These are truly mind-boggling statements, and I hardly know where to even start here. First, migrating a spreadsheet to an image format like TIFF would result in the loss of most of the information of the source document, including all coded text and numbers. This would break machine-readability, and would also make the data values inaccessible to visually impaired users. Most of the functionality of the source file would be lost as well, such as the ability to navigate and access individual cells, rows and columns, search and filter cell values, and copy content, to name but a few. These objections apply to PDF/A as well (albeit to a somewhat lesser degree). I already addressed this in my 2016 post on PDF/A as a preferred, sustainable format for spreadsheets (which, incidentally, is even cited in the report). Statements like these show a fundamental lack of understanding of digital information and file formats, and I’m surprised (and frankly a bit shocked) to find them in a contemporary report by digital preservation professionals2.
On “complex” spreadsheets, the authors note that (page 11):
Migrating to non-spreadsheet formats could cause severe information loss.
While this is of course true, this largely applies to “simple” spreadsheets as well. Also, migrating to other spreadsheet formats could result in information loss as well.
Identification of significant properties
The main outcome of the work is a categorised list of “significant properties” of spreadsheets.

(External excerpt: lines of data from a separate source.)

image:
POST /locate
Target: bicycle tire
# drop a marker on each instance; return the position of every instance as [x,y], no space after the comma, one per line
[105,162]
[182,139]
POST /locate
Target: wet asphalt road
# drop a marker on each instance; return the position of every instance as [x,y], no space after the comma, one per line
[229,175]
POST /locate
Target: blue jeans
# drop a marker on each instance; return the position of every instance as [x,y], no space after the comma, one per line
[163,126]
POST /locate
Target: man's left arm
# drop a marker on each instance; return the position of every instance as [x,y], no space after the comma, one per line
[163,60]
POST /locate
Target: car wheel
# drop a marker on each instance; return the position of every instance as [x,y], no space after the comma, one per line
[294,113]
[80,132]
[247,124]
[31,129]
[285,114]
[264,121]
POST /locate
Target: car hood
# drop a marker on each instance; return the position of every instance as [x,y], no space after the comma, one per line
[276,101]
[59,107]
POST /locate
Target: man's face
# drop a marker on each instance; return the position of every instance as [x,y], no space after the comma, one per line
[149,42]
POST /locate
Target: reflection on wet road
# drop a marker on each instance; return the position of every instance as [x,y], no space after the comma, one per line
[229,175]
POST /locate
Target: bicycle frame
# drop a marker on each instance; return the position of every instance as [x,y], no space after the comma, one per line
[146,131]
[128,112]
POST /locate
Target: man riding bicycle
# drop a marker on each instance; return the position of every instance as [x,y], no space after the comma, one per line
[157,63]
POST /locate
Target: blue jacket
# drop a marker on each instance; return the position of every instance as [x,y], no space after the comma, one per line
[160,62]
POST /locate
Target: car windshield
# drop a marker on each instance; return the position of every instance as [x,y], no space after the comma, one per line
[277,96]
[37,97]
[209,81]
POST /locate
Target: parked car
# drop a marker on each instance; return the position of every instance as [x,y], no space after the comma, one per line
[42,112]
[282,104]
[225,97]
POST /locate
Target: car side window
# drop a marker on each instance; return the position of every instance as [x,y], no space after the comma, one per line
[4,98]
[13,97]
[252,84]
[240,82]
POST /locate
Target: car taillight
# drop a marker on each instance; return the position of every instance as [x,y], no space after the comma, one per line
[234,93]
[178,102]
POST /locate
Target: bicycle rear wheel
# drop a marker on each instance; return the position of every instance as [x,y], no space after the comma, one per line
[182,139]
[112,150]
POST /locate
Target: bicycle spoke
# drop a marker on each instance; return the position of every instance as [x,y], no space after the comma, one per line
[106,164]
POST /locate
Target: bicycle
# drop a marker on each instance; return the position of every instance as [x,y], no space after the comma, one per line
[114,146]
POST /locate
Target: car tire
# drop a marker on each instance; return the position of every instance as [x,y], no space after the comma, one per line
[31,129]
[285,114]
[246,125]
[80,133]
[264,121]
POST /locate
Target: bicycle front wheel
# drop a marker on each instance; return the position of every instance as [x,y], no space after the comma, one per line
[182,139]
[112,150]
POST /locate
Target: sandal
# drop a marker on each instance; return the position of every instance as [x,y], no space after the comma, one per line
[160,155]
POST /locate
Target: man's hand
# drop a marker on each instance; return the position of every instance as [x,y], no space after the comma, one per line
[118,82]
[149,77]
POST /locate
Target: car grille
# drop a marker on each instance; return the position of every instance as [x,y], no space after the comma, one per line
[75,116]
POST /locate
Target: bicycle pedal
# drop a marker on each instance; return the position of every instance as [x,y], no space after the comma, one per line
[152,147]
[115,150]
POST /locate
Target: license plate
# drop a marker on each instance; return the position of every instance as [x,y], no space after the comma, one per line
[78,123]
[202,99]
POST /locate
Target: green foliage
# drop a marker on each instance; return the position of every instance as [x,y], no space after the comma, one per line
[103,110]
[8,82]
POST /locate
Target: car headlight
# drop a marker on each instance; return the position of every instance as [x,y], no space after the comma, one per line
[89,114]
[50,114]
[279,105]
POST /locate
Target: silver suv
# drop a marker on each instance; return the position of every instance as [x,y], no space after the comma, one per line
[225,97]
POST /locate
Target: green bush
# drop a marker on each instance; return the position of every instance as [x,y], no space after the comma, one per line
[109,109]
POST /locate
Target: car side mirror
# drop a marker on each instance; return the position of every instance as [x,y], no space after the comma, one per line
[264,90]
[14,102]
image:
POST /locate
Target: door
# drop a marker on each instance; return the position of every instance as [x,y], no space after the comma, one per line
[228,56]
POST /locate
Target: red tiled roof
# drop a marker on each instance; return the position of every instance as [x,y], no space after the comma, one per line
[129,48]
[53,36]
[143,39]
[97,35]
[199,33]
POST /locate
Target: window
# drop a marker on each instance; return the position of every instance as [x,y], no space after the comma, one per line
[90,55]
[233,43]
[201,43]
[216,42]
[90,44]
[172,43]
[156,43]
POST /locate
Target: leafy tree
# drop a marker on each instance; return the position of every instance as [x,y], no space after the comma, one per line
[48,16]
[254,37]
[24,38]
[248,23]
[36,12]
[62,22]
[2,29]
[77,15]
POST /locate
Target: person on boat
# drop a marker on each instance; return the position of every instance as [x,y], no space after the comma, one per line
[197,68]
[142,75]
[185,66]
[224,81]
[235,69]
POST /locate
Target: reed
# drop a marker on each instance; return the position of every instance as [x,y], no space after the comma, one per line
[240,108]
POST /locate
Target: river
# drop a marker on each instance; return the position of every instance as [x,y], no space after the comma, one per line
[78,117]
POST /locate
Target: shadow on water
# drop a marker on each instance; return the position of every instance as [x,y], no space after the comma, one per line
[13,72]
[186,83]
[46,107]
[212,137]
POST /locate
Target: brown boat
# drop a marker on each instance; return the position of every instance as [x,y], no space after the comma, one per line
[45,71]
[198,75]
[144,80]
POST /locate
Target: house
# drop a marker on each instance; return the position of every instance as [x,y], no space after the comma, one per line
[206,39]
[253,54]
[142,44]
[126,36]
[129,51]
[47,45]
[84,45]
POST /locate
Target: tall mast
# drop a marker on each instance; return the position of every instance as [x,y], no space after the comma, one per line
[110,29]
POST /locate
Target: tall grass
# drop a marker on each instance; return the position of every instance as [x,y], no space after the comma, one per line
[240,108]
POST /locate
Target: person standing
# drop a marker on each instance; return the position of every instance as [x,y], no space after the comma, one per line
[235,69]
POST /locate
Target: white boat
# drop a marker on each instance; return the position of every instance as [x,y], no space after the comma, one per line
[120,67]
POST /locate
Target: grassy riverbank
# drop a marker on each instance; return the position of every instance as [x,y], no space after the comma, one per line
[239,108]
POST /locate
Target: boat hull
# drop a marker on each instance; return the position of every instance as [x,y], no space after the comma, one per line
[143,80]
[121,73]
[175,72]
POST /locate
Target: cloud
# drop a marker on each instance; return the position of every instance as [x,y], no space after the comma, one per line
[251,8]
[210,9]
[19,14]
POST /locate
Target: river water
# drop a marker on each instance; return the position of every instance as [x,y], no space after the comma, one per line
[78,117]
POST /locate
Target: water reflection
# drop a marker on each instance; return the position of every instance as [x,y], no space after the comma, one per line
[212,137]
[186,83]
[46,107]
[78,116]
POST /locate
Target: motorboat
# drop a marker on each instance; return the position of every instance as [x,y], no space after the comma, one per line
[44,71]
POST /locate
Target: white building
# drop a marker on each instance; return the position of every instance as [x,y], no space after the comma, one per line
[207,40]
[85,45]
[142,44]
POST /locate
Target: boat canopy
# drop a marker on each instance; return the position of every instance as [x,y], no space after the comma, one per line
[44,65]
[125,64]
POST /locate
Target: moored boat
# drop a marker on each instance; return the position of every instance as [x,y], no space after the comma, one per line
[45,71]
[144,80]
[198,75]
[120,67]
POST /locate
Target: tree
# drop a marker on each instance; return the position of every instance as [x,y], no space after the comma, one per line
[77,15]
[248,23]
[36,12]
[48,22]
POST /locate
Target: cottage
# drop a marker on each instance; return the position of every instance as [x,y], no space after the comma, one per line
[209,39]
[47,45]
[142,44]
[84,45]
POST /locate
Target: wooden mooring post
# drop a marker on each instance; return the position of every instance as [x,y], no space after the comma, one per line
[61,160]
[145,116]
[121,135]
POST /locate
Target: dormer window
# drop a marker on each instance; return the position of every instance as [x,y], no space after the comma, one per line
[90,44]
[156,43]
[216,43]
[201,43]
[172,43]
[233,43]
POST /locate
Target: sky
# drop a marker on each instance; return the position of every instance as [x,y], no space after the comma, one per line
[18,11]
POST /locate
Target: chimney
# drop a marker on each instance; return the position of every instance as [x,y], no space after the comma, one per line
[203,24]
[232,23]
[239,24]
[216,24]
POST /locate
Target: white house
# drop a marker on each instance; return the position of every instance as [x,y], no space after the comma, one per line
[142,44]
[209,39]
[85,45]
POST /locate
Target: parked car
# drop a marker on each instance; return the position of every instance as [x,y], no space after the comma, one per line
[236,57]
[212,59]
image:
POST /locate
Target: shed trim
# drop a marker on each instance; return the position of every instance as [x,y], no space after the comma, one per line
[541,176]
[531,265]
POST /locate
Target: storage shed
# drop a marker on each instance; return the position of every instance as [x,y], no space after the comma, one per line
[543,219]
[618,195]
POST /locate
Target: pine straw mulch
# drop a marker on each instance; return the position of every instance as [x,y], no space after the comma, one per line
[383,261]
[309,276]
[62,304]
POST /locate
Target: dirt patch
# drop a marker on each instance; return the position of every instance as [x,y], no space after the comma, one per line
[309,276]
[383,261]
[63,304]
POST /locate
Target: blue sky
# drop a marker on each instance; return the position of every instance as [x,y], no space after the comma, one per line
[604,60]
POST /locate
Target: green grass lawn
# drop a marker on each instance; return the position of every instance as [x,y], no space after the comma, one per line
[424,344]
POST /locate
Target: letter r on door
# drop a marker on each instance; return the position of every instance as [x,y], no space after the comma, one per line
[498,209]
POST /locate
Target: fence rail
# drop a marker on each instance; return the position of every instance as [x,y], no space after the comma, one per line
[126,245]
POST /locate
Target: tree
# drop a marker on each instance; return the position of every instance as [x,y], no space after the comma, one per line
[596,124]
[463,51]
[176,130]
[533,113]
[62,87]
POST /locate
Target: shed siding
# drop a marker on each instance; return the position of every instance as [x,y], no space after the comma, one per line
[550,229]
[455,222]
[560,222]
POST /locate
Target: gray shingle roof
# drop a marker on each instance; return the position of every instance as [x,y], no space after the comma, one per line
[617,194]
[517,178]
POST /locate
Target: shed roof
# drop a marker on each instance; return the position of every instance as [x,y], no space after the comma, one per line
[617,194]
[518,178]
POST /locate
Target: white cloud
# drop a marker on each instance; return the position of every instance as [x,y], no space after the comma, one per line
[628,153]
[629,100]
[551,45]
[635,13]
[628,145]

The authors arrived at this by adapting the methodology from the InSPECT project. I found the description of the InSPECT methodology and its application to spreadsheets in the AIG report quite hard to follow in places, so in this section I’ll attempt to provide a brief (and somewhat simplified) summary.
The InSPECT methodology involves two main components. The first one is the “object analysis”. The overall objective here is the compilation of an extensive list of spreadsheet properties, based on sample files, characterisation tools and technical specifications. These were then categorised into “property groups”. Subsequently, the “property groups” were linked to expected “user behaviours” (e.g. “View data in cells”), which were classified into more generic “functions”. The associations between functions, behaviours and property groups are visualised in what the authors call the “spaghetti diagram”, which can be viewed here.
A particularly interesting strand of the object analysis work, was the development of a Spreadsheet Complexity Analyser. This is a tool that classifies Microsoft Excel spreadsheets (both XLS and XLSX) as “simple” or “complex”, based on extracted document- and cell-level properties (which can be reported as well).
The second component is a “stakeholder analysis”. Here, the authors presented the properties and property groups from the object analysis to various types of stakeholders (e.g. archivists, users), and asked them which properties they deemed “significant”.
The authors combined the results from the “object analysis” and the “stakeholder analysis”, which resulted in this list. Out of the 334 properties in the list, 105 were deemed “significant” by the stakeholders at the individual property level. At the property group level, only 15 out of the 38 property groups were deemed “significant”, which corresponds to 140 properties (i.e. all properties that are part of these 15 groups).
In the following sections I will comment on some things that caught my attention.
Specificity of properties
One thing that struck me while browsing the list of properties, is that some of the identified properties are very general and lack specificity. As an example, properties such as “Database Functions”, “Engineering Functions” and “Date and Time Functions” only describe broad categories of spreadsheet functions, but not the actual functions themselves. I don’t really understand the value of these categories within the context of validating preservation actions (which, after all, is ultimately the larger aim of this work). As an example, imagine we migrate an XLSX spreadsheet to ODS, and for some weird reason the WEEKDAY function is changed to YEAR. Both are “Date and Time Functions”, but the result of such a migration would still be nonsense. What we’d really like to know in this case, is whether the exact functions are preserved. Moreover, according to the Document Foundation Wiki both Excel and LibreOffice Calc and have some functions that are unique to each application (29 and 22, respectively). This is a potential source for information loss when migrating between their respective formats. A significant properties approach would only be able to account for such information losses if the properties are defined at the level of individual spreadsheet functions3.Needless to say, this would increase the number of properties to take into account considerably, and in the absence of any way to automate this it would also make things even more time consuming.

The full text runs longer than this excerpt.